The following plants are typically found in the Gegham Mountains area and surroundings of Azhdahak:
- Jurinea moschus
- Arabis caucasica
- Catsfoot diclinous (Antennaria dioica),
- Gentiana pontica
- Red everlasting (Helichrysum pallasii),
- Lady's-mantle (Alchemilla grossheimii),
- Alpine cinquefoil (Potentilla crantzi),
- Sibbaldia (Sibbaldia parviflora),
- Merendera Radde (Colchicum raddeanum),
- Oxytrope Lazica (Oxytropis lazica),
- Vavilovia Oshe (Lathyrus formosus)

==Rock carvings==
A great number of petroglyphs – carvings have been found in the surroundings of Azhdahak. Most images depict men in scenes of hunting and fighting, as well as astronomical bodies and phenomena: the Sun, the Moon, constellations, the stellar sky, lightning, etc.

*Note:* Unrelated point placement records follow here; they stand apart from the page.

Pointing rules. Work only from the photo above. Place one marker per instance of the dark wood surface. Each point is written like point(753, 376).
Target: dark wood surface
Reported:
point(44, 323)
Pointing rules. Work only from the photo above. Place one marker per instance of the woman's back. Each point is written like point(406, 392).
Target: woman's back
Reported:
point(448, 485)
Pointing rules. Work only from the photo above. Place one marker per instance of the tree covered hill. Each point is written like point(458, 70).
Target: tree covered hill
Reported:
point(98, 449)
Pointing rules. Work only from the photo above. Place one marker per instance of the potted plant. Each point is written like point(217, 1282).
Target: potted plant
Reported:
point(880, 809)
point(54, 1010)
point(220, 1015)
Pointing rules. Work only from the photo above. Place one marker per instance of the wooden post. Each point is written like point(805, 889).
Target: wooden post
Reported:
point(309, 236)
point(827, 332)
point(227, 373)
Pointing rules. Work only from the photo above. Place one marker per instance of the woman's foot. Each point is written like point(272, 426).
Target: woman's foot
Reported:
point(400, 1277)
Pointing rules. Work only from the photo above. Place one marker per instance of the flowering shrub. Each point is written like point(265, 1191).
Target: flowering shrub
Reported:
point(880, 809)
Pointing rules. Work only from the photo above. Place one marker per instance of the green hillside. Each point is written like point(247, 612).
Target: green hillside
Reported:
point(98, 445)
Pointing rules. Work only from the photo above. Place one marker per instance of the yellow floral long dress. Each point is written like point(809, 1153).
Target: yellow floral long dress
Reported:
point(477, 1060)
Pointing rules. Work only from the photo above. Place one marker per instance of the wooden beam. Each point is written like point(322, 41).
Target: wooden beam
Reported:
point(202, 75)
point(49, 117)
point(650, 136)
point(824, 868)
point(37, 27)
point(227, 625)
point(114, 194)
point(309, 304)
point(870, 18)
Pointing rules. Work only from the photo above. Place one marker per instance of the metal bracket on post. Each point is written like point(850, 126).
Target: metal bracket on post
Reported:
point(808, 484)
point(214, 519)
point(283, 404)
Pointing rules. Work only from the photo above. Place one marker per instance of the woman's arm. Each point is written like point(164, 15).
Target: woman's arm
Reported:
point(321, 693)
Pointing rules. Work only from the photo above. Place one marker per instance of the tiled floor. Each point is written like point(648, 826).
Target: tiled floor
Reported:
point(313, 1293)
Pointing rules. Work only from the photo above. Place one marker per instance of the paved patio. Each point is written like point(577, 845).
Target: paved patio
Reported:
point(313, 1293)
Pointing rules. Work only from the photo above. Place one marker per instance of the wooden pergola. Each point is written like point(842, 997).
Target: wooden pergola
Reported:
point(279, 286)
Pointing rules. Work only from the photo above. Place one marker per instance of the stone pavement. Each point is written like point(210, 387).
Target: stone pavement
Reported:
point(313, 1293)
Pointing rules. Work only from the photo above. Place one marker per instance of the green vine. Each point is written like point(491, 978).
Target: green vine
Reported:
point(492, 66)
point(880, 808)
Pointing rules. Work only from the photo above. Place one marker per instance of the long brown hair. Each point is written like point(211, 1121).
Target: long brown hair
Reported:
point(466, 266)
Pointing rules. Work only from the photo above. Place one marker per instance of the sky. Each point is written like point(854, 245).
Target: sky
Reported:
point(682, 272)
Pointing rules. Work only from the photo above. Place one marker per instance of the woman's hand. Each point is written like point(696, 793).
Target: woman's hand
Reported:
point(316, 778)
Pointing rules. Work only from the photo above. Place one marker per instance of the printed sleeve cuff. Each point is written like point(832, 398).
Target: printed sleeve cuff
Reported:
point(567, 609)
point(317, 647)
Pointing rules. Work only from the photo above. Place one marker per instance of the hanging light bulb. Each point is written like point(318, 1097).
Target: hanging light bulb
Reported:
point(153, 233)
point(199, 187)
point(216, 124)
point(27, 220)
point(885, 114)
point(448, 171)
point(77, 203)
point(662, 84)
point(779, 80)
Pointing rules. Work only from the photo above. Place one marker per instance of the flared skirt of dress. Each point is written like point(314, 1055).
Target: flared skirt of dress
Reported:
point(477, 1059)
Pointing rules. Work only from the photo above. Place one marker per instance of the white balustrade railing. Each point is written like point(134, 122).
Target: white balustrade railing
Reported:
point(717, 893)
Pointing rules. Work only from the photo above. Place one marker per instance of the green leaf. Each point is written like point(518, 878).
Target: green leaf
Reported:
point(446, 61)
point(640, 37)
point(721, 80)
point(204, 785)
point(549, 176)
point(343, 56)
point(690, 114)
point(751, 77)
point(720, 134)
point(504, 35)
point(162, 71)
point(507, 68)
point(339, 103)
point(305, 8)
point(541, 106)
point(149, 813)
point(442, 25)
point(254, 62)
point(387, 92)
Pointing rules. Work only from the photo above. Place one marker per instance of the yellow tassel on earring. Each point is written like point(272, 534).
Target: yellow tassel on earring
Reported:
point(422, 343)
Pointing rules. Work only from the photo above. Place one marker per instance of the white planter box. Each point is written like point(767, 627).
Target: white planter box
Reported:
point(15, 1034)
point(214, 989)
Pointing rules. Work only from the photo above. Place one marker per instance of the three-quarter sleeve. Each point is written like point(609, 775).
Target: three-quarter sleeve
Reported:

==Settlements near Azhdahak==
In Gegham mountains are engaged the cattle breeding people called Yazidi – one of national minorities of Armenia, who move to the mountains for the summer and live in tents with families and even with infants. The Yazidis are an ethno-confessional group, whose main identity is religion; Yazidism or Sharfadin. Nomadic stockbreeding is their major occupation. The Yazidi society is a caste system including three main components: the Shaykhs, the Pirs (clergy) and murids (laymen).

==Tourism and hiking==
The beauty of the Azhdahak surroundings have long attracted tourists. However, the probability of running across each other different hiking groups is insignificant. It depends on the remoteness from the civilization, orientation complexities, that aggravate with weather condition factors, such as: thunder and lightning, hail and snow, fog with visibility down to 2-3m.